WASHINGTON, D.C. — Weeks after the administration of President Donald Trump announced it was dropping to a historic low the cap on the maximum number of displaced people the U.S. decides to resettle in a federal fiscal year, President-elect Joe Biden said Nov. 12 he would be heading in a dramatically different direction.
Addressing those gathered for a virtual event marking the 40th anniversary of the Jesuit Refugee Service, Biden, in a prerecorded video, said his administration would raise the 15,000 cap set by the Trump administration for fiscal year 2021 to 125,000 refugees.

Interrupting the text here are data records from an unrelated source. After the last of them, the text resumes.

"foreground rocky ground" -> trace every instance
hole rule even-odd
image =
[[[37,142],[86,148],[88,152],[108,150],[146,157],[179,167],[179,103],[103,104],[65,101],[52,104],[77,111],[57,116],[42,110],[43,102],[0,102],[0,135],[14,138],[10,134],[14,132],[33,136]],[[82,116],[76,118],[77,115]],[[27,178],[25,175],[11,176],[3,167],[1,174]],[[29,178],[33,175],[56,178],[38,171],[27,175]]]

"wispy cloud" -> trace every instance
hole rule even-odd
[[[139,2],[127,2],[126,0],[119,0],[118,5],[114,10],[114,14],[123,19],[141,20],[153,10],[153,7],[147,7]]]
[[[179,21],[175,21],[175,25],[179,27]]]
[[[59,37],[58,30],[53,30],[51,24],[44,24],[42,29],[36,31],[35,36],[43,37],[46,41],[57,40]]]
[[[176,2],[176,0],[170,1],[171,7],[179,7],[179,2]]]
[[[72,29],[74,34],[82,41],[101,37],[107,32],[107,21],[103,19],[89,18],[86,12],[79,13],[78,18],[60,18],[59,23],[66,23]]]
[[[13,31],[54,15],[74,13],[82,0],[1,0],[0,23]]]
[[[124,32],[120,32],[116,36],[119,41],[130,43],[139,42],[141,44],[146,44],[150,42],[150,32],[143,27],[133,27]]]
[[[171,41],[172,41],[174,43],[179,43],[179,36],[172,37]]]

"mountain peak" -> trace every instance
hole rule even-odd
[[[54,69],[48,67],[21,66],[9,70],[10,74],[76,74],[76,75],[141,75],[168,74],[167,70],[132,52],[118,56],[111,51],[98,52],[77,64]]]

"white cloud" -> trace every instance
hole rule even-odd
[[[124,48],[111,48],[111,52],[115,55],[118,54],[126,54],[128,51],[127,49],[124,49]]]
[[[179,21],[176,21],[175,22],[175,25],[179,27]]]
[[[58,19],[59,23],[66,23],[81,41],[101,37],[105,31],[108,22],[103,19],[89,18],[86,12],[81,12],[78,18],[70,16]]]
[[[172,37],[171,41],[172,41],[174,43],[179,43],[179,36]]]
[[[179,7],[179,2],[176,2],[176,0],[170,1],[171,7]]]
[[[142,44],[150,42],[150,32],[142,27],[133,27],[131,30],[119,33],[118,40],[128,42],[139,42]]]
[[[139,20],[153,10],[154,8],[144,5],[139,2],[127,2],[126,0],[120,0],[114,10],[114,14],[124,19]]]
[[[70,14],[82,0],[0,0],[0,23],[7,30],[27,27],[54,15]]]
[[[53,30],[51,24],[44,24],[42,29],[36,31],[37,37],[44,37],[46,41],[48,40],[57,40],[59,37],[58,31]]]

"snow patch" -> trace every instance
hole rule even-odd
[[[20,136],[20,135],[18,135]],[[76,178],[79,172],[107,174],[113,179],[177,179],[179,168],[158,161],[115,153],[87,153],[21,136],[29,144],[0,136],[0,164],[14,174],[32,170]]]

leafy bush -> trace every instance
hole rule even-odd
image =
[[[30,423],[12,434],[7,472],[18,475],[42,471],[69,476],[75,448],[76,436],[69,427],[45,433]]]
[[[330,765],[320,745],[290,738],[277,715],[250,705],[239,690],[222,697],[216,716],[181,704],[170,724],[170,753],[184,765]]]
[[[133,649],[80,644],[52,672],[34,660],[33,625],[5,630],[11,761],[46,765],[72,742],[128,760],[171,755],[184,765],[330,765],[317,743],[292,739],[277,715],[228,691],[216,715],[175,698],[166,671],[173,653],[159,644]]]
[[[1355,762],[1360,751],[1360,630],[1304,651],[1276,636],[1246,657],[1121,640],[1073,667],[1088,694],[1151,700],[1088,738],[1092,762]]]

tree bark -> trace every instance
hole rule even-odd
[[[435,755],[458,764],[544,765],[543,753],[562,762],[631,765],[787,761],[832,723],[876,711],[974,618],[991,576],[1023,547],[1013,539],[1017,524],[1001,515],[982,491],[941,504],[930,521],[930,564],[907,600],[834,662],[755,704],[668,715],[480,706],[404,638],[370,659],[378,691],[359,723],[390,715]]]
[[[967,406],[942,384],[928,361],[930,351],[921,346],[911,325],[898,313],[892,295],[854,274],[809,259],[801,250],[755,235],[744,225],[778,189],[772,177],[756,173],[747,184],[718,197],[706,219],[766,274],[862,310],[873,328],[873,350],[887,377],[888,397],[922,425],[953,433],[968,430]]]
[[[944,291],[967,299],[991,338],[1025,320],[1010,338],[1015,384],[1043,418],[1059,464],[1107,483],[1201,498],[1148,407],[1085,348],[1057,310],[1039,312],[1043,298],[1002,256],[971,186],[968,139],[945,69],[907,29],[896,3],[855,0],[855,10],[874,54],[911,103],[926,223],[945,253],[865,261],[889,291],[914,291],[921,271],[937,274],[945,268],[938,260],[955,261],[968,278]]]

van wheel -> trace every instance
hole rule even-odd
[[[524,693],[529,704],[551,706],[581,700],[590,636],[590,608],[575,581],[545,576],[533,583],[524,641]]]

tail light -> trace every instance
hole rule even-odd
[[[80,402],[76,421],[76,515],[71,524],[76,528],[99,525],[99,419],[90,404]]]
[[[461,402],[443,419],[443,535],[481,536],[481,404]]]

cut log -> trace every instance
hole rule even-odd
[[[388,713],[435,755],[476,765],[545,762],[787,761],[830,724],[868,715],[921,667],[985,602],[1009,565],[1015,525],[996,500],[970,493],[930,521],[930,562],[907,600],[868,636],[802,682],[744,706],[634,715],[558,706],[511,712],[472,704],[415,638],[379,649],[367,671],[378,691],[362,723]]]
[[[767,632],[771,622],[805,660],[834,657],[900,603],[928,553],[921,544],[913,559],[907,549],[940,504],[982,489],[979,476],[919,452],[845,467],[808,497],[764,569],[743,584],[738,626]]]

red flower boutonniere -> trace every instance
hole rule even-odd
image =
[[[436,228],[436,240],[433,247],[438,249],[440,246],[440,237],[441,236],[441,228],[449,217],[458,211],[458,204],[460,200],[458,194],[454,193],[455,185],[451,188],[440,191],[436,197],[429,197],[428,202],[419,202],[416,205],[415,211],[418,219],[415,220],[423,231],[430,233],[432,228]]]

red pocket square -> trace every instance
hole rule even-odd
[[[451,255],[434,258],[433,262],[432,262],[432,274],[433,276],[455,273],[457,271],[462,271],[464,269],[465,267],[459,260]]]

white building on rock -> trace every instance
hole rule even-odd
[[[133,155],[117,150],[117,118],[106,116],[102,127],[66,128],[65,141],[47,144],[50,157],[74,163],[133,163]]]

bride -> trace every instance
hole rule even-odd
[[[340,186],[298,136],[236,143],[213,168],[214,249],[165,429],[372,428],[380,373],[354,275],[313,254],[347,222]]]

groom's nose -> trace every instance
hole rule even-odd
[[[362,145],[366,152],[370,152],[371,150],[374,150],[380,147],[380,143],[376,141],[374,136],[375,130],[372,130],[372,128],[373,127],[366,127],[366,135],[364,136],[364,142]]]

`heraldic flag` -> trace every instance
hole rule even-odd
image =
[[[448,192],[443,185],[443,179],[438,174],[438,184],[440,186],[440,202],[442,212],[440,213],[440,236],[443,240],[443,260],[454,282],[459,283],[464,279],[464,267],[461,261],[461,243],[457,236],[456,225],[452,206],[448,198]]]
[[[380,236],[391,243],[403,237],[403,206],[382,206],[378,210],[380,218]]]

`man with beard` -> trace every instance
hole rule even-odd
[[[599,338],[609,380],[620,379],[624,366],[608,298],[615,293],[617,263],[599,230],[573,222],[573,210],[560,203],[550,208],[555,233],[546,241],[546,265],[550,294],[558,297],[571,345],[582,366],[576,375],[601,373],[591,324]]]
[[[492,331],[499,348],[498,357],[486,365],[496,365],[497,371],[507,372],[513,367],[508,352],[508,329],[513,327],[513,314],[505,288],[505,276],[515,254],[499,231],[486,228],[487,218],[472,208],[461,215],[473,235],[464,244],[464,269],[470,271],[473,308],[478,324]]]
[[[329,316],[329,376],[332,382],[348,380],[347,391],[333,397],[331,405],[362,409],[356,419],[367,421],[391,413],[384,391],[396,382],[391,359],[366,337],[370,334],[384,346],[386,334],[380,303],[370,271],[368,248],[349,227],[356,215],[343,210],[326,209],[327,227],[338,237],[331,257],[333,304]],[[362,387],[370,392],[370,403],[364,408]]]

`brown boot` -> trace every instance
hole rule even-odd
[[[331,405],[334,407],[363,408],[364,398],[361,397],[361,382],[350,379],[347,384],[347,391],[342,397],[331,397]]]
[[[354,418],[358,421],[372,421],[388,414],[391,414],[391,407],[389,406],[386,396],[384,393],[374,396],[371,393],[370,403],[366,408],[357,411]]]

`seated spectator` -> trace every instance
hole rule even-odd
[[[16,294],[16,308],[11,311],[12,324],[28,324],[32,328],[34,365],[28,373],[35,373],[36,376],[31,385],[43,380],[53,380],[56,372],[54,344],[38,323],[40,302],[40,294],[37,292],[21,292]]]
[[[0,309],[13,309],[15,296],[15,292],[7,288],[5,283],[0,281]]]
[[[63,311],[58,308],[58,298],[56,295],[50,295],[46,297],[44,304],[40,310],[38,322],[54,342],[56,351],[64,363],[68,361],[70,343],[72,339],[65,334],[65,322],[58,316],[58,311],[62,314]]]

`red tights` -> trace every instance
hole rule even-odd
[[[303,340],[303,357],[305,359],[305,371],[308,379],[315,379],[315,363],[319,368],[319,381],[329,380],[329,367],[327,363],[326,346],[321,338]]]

During the Trump presidency, the U.S. Conference of Catholic Bishops, along with other Catholic organizations and a variety of faith and secular groups, has struggled in its advocacy efforts to allow more refugees into the country, given the record number of forcibly displaced people around the world — almost 80 million, according to the United Nations’ refugee agency, the U.N. High Commissioner for Refugees.
Hours after taking office in January 2017, the Trump administration announced it was cutting the cap of 110,000 allowed under the Obama administration to 50,000. The administration consistently lowered the number each fiscal year.
Last year, the administration announced it was setting the cap at 18,000 refugees for the 2020 fiscal year, but fewer than 10,000 have been allowed in.
Biden, in the video for the JRS event, said he would return to the upward trend the U.S. had been on since the federal U.S. Refugee Program began in 1980.
“The United States has long stood as a beacon of hope for the downtrodden and the oppressed, a leader in resettling refugees and our humanitarian response. I promise, as president, I’ll reclaim that proud legacy for our country,” said Biden, declared by the media Nov. 7 as winner of the presidential election, but the Trump campaign has filed lawsuits in several states challenging vote counts.
“The Biden-Harris administration will restore America’s historic role in protecting the vulnerable and defending the rights of refugees everywhere,” Biden added.
Ashley Feasley, director of policy for Migration and Refugee Services at the USCCB, said in a Nov. 13 interview with Catholic News Service that the change in policy for the U.S. would take some ramping up of a network of agencies, international and domestic, whose resettlement work has trickled in the past few years.
Biden would need to issue a new Presidential Determination on Refugee Admissions — what’s needed to increase the number of those allowed in, but even if he does it on his first day in office, it’s going to take a lot of effort, rebuilding relationships with global agencies such as UNHCR, to get the program back up to what it once was.
“I don’t see them getting to 125,000 this fiscal year, but I do see a rebuilding of the infrastructure,” Feasley said.
Catholic and other faith-based agencies such as JRS, whose work was lauded by Biden as well as by Pope Francis during the online celebration, are on the front lines of the resettlement work, providing pastoral care, programs for psychosocial support in detention centers and refugee camps and for humanitarian relief, as well as helping refugees pave new paths in a new home.
JRS, which for four decades has provided education and livelihood programs so that resettled people develop skills and integrate into their new communities, received a letter from Pope Francis addressed to Jesuit Father Thomas H. Smolich, the organization’s international director, on the occasion of its milestone anniversary.
In it, the pontiff thanked staff and volunteers, offering special greetings “to the many men, women and children who seek refuge and assistance from JRS. May they and their families always know that the pope remains close to them and is praying for them!”
The pope wrote of his wishes that the agency continue “raising awareness of the plight of refugees and other forcibly displaced persons” and “extending the hand of friendship to those who are lonely, separated from their families or even abandoned.”
And that’s part of what many Catholic agencies that work to resettle refugees are involved with, Feasley said. It’s part of a spiritual legacy of helping the stranger, and one that the pope reminds Catholics of in his most recent encyclical “Fratelli Tutti,” she added.
Returning to increased in work of refugee resettlement is an opportunity to embrace the call of Pope Francis to “welcome, protect, promote and integrate” some of the most vulnerable among us, Feasley said.
“I see challenges but also opportunities to grow and maybe to do more work for Catholics to see how central this is to our identity as a global church,” she said.
The Catholic faith tradition has a long and noted history of being forced to be on the move, being refugees, but also of a people who are welcoming and who accompany others who are forced to leave, she said.